In most (maybe all) cases, kaitiaki do not receive any direct financial or other benefits from the commercialisation and sale of taonga plants where plant variety rights are owned by non-Māori organisations.
Protection under the new act
The reformed act contains several new protections. When plant breeders apply for plant variety rights for taonga plants, they now need to meet certain requirements.
For example, if the breeder is aware that a kaitiaki relationship with the plant has been asserted, the breeder must engage directly with the kaitiaki.
If the kaitiaki finds that granting plant variety rights for the breeder’s variety would have adverse effects on the kaitiaki relationship, the breeder and kaitiaki must agree on how to mitigate these effects.
The law also creates a new Māori plant varieties committee, which holds the power to make binding decisions to nullify or cancel or impose conditions on any grants of plant variety rights for taonga species that may have adverse effects on kaitiaki relationships.

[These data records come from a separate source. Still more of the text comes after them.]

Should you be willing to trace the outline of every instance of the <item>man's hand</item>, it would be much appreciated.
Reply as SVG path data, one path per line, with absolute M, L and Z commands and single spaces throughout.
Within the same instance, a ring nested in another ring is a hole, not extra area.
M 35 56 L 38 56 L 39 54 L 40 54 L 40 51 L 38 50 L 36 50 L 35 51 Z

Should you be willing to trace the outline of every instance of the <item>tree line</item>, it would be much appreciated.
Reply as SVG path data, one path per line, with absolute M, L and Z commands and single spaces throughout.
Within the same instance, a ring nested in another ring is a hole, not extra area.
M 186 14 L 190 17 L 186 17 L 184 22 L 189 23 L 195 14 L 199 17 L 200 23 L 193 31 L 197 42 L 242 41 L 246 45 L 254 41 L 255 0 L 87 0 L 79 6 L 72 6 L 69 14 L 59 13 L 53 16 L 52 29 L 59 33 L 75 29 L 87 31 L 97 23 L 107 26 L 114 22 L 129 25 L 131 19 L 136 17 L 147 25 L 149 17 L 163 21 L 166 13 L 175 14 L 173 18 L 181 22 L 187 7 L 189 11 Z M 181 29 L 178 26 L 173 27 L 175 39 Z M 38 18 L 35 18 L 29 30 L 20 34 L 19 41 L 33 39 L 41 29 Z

The new protections are commendable, but there are some gaps in the law.
No shared benefits from commercial use
The PVR Act allows plant breeders to bring legal actions against those who infringe their intellectual property rights. But the law does not contain similar enforcement mechanisms where mātauranga Māori is misappropriated.
The act does not require plant breeders who obtain PVR for varieties of taonga plants to share any benefits they receive from commercial uses of these plants with kaitiaki.
Another issue is that the new law adopts the narrow, species-based approach common to intellectual property laws for plant varieties worldwide. The powers of the Māori plant varieties committee only apply to taonga plant species. Kaitiaki have no say over whether exotic plant varieties are introduced into Aotearoa and protected with PVR, which fails to take into account the effects non-taonga plants could have on the whenua (land) and taiao (environment) should they become invasive.
Overall, the reformed PVR Act is an important step in addressing the recommendations of the Waitangi Tribunal on how the Crown should protect taonga plants and mātauranga Māori. But there is still much work to do to ensure that tangata whenua may exercise rangatiratanga over their taonga.
Time will tell whether other proposed changes – such as the development of a stand-alone intellectual property framework for mātauranga Māori and the creation of a bioprospecting regime – are sufficient to fulfil the promises of Te Tiriti.